The first person, as far as we can learn, who conceived the notion of forming a society for colonizing the free blacks, was the Rev. Dr Finley of New Jersey. This gentleman had long felt a warm interest in the condition of this class of our population, and had consulted his friends on the best mode of providing for them a country and a home beyond the limits of the United States. He finally settled it in his mind, that Africa was the most suitable place for such a colony. In December, 1816, he went to Washington, where he began in earnest to put his plan in execution, wrote a pamphlet to recommend it to the public, applied in person to several members of Congress, and citizens of Washington, and at length succeeded in causing a few persons to listen to his representations and embrace his views. On the 21st of the same month, several gentlemen convened to consider the subject, when the meeting was opened by an address from Mr Clay, explaining its object, and setting forth the advantages, which might be expected to result from a colonization society. He was followed by Mr Randolph and other gentlemen, who accorded with him in sentiment. A committee

was appointed to prepare a constitution, which was adopted the week following, and Judge Washington, of the Supreme Court, was chosen president of the Society.
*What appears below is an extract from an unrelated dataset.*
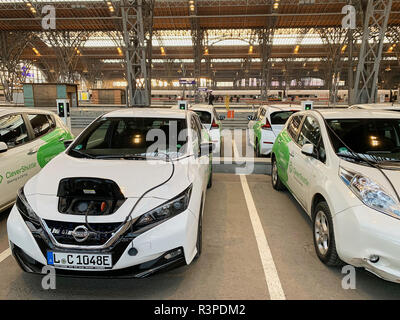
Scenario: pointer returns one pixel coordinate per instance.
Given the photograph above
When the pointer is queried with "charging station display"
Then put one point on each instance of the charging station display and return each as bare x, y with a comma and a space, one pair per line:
63, 111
On Dr Finley's return to New Jersey, the legislature was in session at Trenton, and by his exertions, an auxiliary society was formed, which received the cordial support of several members of the legislature. About this time he was chosen president of Franklin College, at Athens, Georgia, to which place he soon after repaired. For some months his health had been on the decline, and he died, we believe, in Georgia, before the close of the next year.*

Immediately after the organization of the Society, it was determined to send out two agents to explore the western coast of Africa, and seek for the best position to commence a colony. Samuel J. Mills and Ebenezer Burgess were appointed to this enterprise, and they sailed for England in the latter part of November 1817. It was deemed advisable to visit England on their way, for the purpose of gaining a favorable reception at the colony of Sierra Leone, of establishing a friendly intercourse with the African Institution at London, and of obtaining such knowledge as would be essentially important in preparing them for their inquiries on the coast of Africa. By Judge Washington they were provided with a letter to the Duke of Gloucester, the president and zealous patron of the African Institution, who received them with kindness, proffered assistance, and expressed an interest in the benevolent undertakings of the American Colonization Society. Mr Wilberforce, whose name is so intimately blended with all the schemes of humanity, which the last thirty years have witnessed in favor of the degraded Africans, was assiduous in his attention to the agents, and active in forwarding their designs. He introduced them to Lord Bathurst, Secretary of State for the Colonial Department, who gave them a letter of introduction and recommendation to the governor of Sierra Leone. In their letters from England, the agents also acknowledged themselves under obligations to Lord Gambier, Lord Teignmouth, and many other gentlemen

* Dr Finley was educated at Princeton College, under the celebrated Dr Witherspoon. He was respected as a scholar, and esteemed as a faithful pastor, and amiable and benevolent man. His pamphlet above mentioned speaks well for his understanding and his education. See Memoirs of Dr Förha ley, page 82.